I try to stay informed about this kind of stuff myself. I don't necessarily believe most of these things are going to happen, but I do think the issues are important enough to follow on a regular basis.

It helps if there are at least a few people who are on the lookout for potential long-term problems. Many people are only concerned about the current quarter compared the one a year ago--that or payday.

-- (long@term.planning), September 02, 2000.



I swear to God, some of you people need serious help. Now that one "disaster" has passed you've latched on to another.

Get a fucking life.

-- Don't Make Assumptions (question@everything.xxx), September 01, 2000.
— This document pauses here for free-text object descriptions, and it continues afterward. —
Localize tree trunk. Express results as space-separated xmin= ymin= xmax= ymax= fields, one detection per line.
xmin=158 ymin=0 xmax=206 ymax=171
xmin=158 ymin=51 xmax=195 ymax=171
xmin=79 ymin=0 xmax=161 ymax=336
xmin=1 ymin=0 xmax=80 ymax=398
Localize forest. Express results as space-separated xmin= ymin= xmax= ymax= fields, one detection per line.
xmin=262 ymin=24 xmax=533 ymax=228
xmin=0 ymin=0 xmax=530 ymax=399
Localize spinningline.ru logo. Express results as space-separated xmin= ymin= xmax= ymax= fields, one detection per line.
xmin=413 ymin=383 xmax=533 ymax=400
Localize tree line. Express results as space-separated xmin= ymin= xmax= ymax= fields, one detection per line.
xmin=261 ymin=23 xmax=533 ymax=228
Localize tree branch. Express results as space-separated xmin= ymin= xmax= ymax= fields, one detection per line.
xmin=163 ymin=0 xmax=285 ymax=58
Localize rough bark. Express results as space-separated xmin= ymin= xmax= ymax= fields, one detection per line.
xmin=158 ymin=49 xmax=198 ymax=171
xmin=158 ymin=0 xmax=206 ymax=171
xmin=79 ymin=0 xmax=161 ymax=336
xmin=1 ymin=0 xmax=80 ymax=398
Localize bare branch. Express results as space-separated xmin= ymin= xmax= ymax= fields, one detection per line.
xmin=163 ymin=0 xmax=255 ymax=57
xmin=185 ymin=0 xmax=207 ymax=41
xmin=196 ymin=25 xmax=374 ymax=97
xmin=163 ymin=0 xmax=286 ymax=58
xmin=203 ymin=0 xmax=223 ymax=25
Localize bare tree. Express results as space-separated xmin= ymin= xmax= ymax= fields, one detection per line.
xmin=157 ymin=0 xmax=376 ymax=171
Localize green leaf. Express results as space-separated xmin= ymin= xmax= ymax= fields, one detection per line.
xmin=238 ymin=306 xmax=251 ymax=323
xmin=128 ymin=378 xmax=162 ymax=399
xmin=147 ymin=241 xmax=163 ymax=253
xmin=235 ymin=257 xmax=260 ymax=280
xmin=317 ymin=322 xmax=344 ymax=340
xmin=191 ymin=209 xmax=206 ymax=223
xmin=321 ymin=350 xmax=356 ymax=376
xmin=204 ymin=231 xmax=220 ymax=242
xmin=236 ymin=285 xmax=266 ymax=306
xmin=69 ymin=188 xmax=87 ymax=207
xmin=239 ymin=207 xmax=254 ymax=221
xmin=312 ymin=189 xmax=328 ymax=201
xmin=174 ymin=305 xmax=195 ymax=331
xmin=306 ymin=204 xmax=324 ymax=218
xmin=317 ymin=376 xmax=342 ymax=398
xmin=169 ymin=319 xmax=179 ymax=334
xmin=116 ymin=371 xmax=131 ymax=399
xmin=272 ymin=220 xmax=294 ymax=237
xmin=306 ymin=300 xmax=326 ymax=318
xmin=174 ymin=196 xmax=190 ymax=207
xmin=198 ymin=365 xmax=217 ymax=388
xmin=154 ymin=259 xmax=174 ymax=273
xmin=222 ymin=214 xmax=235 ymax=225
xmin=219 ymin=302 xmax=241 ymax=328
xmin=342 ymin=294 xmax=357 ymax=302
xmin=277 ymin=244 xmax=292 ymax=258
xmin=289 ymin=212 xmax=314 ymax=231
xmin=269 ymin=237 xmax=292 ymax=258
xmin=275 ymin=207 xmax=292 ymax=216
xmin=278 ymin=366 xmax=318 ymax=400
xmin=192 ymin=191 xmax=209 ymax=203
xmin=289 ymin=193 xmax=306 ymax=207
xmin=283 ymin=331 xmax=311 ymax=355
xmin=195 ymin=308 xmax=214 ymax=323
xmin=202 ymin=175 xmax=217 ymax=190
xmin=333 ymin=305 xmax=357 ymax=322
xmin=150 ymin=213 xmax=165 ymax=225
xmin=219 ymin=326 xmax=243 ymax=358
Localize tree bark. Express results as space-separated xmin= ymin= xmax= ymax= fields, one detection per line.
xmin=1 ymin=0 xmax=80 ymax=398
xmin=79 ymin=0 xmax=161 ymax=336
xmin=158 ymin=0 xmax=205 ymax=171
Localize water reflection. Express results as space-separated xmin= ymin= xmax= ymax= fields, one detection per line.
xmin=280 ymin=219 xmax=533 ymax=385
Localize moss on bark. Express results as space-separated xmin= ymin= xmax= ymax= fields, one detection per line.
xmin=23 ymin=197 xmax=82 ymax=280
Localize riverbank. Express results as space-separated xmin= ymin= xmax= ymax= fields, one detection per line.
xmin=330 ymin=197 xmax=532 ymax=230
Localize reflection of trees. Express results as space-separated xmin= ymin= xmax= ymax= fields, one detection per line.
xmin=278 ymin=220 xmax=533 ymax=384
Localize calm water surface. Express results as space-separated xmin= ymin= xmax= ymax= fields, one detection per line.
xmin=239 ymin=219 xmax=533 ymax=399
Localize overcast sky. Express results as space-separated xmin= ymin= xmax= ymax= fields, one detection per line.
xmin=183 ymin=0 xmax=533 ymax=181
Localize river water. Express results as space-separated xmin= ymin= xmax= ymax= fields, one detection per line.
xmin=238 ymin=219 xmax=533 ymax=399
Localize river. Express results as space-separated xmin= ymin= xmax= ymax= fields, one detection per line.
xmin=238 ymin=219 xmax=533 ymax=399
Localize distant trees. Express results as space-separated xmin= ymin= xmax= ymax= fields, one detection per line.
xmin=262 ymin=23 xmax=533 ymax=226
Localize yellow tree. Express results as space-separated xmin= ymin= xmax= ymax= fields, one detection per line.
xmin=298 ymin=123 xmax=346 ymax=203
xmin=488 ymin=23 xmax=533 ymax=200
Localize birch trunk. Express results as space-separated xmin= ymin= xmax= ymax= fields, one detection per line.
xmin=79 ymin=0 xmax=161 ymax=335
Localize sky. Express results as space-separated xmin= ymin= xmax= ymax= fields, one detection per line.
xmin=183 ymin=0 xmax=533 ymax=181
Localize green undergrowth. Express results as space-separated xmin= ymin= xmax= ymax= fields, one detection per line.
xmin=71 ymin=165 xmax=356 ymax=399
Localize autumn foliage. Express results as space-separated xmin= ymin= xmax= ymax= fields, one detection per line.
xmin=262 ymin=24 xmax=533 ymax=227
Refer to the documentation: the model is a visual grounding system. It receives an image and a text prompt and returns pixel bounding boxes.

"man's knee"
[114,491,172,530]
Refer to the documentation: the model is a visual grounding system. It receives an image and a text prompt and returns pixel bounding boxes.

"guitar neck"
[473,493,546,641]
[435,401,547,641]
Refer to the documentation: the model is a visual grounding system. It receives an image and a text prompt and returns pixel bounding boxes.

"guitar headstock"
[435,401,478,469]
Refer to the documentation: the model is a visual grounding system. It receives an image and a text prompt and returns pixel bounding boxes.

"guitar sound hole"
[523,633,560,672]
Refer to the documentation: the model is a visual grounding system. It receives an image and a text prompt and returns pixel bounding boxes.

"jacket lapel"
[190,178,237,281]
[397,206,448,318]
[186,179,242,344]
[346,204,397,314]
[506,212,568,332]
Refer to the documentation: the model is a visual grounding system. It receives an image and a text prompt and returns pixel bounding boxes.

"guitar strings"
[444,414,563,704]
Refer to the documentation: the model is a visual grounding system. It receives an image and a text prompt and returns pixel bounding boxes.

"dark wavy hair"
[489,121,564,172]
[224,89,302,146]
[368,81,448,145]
Some people like to stay informed about what could potentially be problems in the long run. It's no surprise some of the same people who closely followed news about Y2k also follow the news about global warming, the ozone 'hole' and oil reserves. Diane Squire was known for her interest in renewable energy sources.

I try to stay informed

YOU wouldn't know how to "stay informed" on serious matters involving Science and/or Technology.......if you begin by assuming (as the Doomzies did with Y2k) that you can collect some articles and "find the truth".


Most of you argue or "contribute" from an a priori position that is mostly ludicrous whether it be Y2k, the state of culture, the supply demand situation in Oil and now a biggie revived by academics and Beltway PARASITES for grant money, "Global Warming".
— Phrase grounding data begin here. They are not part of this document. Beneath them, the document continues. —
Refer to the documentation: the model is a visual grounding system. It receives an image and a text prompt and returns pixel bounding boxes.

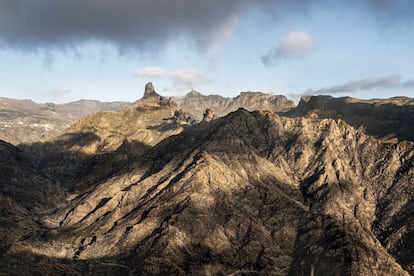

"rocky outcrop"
[202,108,217,122]
[9,109,413,275]
[169,109,197,124]
[143,82,161,99]
[285,95,414,142]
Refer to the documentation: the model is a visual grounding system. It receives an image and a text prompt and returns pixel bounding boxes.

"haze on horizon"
[0,0,413,103]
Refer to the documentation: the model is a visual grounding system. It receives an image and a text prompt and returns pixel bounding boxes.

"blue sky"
[0,0,413,103]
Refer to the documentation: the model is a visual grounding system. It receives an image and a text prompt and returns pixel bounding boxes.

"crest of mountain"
[285,95,414,142]
[174,90,295,120]
[7,108,414,275]
[19,84,187,191]
[0,97,130,145]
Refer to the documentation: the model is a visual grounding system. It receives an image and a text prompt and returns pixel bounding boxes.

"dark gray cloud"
[0,0,412,53]
[0,0,310,52]
[302,74,406,95]
[402,79,414,88]
[261,31,315,66]
[363,0,414,21]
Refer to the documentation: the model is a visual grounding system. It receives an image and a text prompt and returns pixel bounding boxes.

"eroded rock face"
[143,82,161,99]
[9,109,413,275]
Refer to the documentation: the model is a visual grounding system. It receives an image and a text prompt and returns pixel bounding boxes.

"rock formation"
[170,109,197,124]
[202,108,217,122]
[143,82,161,99]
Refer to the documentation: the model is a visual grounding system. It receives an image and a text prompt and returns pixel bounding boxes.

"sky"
[0,0,413,103]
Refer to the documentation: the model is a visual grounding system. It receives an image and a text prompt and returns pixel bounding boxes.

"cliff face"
[174,90,295,120]
[7,108,413,275]
[285,95,414,142]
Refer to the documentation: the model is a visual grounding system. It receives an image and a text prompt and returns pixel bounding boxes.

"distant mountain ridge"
[0,89,295,145]
[173,90,295,120]
[2,92,414,146]
[285,95,414,142]
[0,97,131,144]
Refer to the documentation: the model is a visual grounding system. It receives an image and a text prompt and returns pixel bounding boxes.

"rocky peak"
[143,82,160,99]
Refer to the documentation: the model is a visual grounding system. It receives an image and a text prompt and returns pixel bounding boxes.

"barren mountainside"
[0,97,130,145]
[1,91,413,274]
[0,140,65,259]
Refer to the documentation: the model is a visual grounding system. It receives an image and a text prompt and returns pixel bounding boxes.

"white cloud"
[278,31,315,56]
[135,67,166,78]
[261,31,315,65]
[172,69,207,89]
[301,74,405,95]
[48,85,71,97]
[135,67,207,90]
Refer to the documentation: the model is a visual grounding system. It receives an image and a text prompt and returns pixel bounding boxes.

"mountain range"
[0,84,413,275]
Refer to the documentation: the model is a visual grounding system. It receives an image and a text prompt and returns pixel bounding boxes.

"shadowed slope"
[0,140,65,258]
[20,96,182,192]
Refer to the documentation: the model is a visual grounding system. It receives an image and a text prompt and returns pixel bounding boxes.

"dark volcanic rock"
[9,109,413,275]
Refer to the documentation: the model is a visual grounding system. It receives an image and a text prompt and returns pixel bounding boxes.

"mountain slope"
[0,97,130,144]
[11,109,413,275]
[20,96,184,192]
[0,140,65,258]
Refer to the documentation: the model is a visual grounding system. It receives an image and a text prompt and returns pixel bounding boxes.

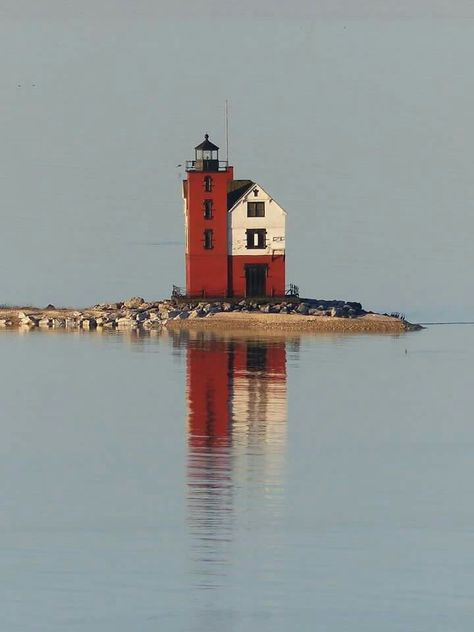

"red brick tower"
[183,135,234,298]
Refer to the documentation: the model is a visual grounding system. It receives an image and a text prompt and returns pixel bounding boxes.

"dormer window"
[204,176,213,192]
[247,202,265,217]
[203,199,213,219]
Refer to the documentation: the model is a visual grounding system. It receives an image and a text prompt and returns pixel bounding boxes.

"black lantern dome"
[193,134,219,171]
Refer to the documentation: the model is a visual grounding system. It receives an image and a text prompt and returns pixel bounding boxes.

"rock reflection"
[184,331,292,589]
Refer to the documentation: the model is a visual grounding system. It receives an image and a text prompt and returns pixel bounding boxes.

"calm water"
[0,325,473,631]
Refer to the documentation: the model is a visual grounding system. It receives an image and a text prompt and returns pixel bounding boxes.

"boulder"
[123,297,145,309]
[39,318,52,328]
[81,318,97,329]
[297,303,309,315]
[142,319,161,329]
[222,302,233,312]
[116,317,135,328]
[19,315,39,327]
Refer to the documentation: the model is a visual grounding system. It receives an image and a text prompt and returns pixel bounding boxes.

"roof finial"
[205,133,209,140]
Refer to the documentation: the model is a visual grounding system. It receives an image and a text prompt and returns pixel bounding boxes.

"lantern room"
[186,134,221,172]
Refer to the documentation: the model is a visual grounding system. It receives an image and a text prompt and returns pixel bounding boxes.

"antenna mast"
[225,99,229,163]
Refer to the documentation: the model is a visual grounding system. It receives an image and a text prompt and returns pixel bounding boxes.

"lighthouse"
[183,135,286,298]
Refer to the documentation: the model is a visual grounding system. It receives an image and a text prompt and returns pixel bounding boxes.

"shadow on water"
[169,330,299,591]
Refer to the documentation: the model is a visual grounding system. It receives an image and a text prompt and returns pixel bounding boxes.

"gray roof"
[227,179,254,210]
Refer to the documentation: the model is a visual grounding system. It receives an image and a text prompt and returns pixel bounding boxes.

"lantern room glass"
[196,148,218,161]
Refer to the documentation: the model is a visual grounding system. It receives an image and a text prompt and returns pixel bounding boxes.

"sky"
[0,1,473,321]
[3,1,474,19]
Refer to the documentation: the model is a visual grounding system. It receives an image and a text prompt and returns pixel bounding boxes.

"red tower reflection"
[187,337,232,447]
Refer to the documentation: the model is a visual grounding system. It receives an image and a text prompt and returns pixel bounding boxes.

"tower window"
[204,176,213,192]
[246,229,266,249]
[204,229,214,249]
[247,202,265,217]
[203,199,213,219]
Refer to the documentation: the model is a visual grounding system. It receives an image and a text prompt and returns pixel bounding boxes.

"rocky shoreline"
[0,296,422,333]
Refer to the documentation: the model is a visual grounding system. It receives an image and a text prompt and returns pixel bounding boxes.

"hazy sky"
[1,2,473,320]
[3,1,474,19]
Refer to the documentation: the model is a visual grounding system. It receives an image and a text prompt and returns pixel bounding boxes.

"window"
[203,199,213,219]
[246,229,266,249]
[204,229,213,249]
[247,201,265,217]
[204,176,213,192]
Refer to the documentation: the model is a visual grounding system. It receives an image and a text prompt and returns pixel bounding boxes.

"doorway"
[245,264,267,297]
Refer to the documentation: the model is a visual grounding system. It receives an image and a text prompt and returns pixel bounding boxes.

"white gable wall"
[228,184,286,256]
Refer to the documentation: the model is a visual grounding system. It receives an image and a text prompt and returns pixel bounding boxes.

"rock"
[19,315,39,327]
[135,311,149,322]
[142,319,161,329]
[0,319,8,327]
[260,304,271,313]
[65,318,79,328]
[116,317,136,328]
[53,318,66,328]
[81,318,97,329]
[222,302,232,312]
[39,318,52,327]
[297,303,309,315]
[45,304,55,310]
[167,310,181,319]
[177,311,189,319]
[123,297,145,309]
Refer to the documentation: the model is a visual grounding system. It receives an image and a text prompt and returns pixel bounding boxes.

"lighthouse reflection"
[183,331,292,589]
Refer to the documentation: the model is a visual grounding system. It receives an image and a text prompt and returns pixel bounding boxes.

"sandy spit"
[166,311,419,333]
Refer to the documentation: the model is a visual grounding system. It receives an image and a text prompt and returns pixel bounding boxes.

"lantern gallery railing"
[285,284,300,298]
[185,160,229,172]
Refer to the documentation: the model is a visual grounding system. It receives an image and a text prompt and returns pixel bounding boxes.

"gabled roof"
[227,179,254,210]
In addition, as was done in Y2k, you "assume" (wrongly) that you are "entitled" to peerage because you have a vote. BULLSHIT. If you have a Ph.D. and are recognized by peers in Science, you might have something worthwhile to say about anything but I would doubt that.

As "Don't assume" stated and Maria emphasized in her usual GENTEEL, soft spoken manner:

I swear to God, some of you people need serious help. Now that one "disaster" has passed you've latched on to another.

Get a fucking life.

-- cpr (buytexas@swbell.net), September 04, 2000.


Oooooh, lookout... the big tough blowhard Creep is looking to pick a fight!

He has beat the Y2K and oil issues to death, now he's going after the topic of global warming. LMAO!!!

Talk about needing to get a fucking life... you kill me Creep!